Reactive Phosphine Combinatorial Co-Sputtering of Cation-Disordered ZnGeP2 Films

The discovery of new materials by coupling high-throughput synthesis with computational screening is being increasingly adopted. However, thus far, phosphides have been largely overlooked for both computational screening and high-throughput synthesis. In this paper, we report on the use of a high-throughput synthesis technique, reactive combinatorial co-sputtering with PH₃, to deposit ZnGeP₂ thin films. We grew amorphous films over a wide range of compositions and found an upper limit in growth temperature determined by Zn and P volatility. We found that depositing in a Ge-limited regime could be utilized to slow the growth rate to compensate for the desorption of the Zn and P. Crystalline films were achieved by depositing films at higher temperatures in this Ge-limited regime with a reduced deposition rate. X-ray diffraction revealed that the films had crystallized in the zinc blende, cation-disordered structure.

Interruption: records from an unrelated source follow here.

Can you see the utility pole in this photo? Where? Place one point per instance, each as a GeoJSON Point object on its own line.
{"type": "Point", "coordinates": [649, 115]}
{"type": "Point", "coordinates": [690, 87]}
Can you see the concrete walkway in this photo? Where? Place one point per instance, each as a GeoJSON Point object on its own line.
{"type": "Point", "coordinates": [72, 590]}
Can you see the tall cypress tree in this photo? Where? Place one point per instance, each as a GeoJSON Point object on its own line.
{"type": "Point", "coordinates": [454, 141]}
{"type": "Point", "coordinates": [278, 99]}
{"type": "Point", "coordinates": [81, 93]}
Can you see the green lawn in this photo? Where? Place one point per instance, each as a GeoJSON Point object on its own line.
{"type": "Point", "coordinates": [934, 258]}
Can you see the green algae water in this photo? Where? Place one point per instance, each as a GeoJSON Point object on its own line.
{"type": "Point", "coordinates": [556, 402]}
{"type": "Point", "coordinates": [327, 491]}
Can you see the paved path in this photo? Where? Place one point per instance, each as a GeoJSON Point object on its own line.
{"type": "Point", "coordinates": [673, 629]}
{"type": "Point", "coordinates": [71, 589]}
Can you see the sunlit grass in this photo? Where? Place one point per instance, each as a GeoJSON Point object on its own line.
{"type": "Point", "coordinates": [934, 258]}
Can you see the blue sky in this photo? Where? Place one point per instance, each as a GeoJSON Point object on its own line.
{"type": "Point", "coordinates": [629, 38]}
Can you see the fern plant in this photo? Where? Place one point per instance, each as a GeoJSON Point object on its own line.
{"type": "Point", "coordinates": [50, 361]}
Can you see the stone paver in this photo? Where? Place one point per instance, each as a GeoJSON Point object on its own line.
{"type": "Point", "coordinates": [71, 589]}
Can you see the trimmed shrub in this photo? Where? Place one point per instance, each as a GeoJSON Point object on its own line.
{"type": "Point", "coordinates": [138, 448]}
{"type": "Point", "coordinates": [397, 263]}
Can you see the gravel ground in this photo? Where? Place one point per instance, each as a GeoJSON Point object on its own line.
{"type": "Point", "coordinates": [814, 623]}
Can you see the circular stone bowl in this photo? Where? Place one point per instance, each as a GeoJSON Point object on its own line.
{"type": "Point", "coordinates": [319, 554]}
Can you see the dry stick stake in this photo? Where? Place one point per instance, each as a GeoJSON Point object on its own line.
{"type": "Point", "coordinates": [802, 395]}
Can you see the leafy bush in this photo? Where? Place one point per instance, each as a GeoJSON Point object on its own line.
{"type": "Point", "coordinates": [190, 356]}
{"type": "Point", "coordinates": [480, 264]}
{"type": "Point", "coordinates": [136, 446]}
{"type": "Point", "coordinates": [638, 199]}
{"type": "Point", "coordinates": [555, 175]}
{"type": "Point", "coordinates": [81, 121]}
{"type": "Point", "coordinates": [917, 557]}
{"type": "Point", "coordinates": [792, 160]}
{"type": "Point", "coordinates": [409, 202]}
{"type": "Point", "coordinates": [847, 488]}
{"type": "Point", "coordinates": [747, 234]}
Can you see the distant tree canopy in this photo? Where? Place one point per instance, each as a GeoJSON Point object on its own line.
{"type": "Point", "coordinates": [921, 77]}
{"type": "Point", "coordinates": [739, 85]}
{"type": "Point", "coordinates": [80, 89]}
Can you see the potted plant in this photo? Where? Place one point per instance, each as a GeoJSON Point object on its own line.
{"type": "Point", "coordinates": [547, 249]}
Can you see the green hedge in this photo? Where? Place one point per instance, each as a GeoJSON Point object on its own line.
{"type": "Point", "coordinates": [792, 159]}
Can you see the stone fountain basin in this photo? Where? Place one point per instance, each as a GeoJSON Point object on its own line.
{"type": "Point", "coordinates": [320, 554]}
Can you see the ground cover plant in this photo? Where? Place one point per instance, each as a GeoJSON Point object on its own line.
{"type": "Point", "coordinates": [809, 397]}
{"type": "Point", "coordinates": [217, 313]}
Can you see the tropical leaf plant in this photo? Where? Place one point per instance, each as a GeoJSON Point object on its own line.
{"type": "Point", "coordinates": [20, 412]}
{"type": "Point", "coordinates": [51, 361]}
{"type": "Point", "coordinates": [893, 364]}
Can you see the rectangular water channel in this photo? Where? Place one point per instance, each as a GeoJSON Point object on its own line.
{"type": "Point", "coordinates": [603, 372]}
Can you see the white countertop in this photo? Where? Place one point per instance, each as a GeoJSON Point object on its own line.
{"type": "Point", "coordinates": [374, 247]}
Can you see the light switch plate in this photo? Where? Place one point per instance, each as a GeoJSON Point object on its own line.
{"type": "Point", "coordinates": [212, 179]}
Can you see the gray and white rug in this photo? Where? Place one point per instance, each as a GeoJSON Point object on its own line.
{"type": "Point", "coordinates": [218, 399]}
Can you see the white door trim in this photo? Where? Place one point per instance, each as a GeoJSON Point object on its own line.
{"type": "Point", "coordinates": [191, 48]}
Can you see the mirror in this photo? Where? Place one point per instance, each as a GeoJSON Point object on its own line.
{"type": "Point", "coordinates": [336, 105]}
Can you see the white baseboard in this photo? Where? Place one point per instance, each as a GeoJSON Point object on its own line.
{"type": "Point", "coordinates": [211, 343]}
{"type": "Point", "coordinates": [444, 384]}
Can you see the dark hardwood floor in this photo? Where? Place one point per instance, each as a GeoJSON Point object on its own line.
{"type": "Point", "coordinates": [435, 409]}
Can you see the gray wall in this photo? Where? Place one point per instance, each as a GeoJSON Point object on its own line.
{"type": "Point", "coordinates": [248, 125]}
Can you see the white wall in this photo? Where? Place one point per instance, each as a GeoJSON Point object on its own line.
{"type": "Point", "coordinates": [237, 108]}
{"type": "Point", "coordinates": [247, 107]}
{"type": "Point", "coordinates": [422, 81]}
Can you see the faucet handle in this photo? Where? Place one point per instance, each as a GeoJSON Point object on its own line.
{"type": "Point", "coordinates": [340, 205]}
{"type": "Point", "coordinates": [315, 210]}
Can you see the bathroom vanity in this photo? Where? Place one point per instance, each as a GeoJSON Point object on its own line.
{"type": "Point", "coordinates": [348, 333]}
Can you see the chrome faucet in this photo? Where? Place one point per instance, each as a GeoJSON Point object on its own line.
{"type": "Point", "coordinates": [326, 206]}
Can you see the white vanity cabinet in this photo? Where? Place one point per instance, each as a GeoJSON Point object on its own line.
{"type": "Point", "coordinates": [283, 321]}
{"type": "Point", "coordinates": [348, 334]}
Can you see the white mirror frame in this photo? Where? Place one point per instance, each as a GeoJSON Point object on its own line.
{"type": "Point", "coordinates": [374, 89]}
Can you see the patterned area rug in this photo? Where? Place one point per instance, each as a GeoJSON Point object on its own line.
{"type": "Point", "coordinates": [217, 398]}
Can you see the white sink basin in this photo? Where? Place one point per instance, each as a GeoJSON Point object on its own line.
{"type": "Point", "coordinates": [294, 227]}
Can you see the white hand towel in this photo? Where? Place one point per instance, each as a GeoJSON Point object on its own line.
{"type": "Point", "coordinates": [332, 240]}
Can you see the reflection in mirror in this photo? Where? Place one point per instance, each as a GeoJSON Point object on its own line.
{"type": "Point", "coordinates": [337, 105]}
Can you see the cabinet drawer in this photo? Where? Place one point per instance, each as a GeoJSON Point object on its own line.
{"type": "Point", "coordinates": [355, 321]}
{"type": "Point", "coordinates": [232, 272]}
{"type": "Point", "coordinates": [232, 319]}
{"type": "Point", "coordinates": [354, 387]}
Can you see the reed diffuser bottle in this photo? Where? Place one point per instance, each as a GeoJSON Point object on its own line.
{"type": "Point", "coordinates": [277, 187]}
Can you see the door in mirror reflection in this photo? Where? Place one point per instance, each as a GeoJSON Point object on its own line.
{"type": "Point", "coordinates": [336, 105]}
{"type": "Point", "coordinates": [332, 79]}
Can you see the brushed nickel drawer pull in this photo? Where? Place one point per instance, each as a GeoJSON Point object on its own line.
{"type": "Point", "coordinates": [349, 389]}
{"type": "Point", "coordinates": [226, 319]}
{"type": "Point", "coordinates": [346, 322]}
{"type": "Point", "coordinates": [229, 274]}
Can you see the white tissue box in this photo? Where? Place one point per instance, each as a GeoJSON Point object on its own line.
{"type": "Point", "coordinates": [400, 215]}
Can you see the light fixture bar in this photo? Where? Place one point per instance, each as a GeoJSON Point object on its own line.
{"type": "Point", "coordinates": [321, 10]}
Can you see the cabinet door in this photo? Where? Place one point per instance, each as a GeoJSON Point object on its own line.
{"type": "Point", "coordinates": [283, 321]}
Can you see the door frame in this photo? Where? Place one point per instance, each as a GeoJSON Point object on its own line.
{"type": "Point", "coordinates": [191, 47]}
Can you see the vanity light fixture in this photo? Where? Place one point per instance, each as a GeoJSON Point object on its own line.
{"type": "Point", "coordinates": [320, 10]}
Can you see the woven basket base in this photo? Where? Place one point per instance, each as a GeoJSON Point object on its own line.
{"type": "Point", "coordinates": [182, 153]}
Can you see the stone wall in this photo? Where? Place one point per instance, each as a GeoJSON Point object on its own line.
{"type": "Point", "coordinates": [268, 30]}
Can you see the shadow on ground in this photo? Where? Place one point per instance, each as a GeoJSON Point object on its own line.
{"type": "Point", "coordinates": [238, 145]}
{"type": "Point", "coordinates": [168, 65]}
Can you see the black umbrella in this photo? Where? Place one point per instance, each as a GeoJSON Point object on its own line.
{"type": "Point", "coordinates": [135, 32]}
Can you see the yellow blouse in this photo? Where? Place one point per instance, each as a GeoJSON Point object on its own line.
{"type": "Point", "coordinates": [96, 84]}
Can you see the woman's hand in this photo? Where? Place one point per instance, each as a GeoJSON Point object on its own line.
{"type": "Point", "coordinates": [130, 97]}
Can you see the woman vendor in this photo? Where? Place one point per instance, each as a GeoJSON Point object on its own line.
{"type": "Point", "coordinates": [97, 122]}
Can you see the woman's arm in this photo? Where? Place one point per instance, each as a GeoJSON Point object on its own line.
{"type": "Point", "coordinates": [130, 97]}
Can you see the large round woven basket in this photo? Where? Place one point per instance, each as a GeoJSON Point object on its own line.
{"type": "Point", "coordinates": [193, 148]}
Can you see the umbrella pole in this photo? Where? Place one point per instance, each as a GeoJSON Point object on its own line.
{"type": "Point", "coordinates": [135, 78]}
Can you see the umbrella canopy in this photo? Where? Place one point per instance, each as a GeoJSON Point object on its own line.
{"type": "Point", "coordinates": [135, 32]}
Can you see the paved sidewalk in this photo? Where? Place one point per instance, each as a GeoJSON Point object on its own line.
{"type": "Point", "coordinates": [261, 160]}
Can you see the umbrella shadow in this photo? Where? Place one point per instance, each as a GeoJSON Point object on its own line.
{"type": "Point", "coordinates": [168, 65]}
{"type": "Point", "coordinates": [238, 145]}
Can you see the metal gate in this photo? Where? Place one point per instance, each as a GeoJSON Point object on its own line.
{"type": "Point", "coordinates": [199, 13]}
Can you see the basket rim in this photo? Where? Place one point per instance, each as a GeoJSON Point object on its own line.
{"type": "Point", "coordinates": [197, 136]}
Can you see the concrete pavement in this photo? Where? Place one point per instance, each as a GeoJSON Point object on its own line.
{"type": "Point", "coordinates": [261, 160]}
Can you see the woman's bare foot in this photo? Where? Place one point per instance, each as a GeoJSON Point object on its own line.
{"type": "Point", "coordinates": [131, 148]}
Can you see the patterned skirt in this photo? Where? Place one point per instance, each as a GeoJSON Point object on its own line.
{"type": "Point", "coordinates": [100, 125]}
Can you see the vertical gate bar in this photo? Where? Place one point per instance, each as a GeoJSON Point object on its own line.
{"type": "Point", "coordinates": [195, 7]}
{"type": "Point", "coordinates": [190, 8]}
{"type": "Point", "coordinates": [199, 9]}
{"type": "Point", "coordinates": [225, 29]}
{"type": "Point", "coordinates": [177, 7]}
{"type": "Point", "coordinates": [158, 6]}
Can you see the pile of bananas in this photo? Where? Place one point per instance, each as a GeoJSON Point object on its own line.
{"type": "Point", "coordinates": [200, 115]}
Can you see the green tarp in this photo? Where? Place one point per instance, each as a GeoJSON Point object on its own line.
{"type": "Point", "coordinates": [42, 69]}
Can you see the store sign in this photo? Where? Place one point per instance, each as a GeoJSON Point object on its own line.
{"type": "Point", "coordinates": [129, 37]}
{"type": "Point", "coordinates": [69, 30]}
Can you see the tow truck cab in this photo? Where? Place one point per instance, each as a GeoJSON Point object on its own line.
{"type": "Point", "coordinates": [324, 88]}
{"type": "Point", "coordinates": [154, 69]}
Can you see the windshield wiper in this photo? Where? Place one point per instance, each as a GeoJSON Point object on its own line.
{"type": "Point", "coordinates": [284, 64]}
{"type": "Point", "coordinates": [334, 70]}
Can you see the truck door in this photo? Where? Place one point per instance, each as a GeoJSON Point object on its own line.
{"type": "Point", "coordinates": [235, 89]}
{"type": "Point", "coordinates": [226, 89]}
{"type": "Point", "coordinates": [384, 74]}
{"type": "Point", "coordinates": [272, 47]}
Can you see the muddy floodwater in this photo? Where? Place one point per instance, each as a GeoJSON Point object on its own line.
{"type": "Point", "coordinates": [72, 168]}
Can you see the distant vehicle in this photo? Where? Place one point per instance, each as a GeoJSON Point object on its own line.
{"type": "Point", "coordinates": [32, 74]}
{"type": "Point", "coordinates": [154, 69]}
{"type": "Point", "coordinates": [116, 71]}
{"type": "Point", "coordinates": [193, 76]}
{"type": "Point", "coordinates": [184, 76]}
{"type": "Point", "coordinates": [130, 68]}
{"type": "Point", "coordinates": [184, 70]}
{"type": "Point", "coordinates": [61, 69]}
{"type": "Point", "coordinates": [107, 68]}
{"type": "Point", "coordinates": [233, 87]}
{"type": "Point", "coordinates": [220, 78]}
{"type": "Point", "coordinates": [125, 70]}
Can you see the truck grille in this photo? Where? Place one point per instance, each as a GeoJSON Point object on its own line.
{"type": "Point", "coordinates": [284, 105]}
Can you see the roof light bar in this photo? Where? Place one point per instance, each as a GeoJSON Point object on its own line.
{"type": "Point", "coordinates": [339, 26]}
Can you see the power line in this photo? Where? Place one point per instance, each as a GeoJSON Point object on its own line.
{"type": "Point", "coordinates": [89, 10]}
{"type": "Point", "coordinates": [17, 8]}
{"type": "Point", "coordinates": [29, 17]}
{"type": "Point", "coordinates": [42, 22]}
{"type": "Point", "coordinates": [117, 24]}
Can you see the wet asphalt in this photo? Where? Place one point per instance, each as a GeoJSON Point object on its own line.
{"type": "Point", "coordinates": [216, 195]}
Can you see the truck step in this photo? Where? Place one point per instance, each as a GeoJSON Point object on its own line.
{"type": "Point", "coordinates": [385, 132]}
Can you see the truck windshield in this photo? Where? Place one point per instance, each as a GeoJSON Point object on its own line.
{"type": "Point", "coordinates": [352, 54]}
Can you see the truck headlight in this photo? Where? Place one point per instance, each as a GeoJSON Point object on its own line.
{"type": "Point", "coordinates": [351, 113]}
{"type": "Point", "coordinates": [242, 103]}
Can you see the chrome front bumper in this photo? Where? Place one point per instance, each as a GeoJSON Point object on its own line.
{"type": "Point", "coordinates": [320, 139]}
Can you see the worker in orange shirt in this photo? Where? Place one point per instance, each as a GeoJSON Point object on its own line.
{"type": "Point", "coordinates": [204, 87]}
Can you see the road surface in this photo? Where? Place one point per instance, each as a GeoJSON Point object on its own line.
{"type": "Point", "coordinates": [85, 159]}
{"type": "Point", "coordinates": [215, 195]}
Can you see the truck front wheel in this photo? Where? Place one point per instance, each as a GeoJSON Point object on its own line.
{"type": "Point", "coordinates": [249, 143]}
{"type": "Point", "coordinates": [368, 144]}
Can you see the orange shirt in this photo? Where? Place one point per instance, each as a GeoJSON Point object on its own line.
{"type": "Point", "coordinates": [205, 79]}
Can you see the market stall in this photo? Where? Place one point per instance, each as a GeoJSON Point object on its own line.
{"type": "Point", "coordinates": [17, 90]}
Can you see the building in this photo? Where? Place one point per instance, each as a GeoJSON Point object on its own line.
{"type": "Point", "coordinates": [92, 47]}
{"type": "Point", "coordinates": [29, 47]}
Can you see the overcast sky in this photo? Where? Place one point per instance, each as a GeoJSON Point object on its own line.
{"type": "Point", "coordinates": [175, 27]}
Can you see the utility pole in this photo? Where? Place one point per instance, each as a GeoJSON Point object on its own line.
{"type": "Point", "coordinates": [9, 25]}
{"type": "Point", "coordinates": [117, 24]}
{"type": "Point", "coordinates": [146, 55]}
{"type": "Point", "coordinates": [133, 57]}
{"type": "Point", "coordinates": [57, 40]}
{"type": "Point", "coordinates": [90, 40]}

The crystalline films exhibited optical absorption energy threshold values ranging from 0.8 to 1.3 eV. Increased Ge content was found in films that exhibited a decreased absorption onset energy. Native defect calculations were used to gain an understanding of the off-stoichiometry seen in these films. This work provides the first high-throughput investigation of ZnGeP₂, demonstrating the ability to grow amorphous and cation disordered ZnGeP₂ over a wide range of compositions with varying optical properties.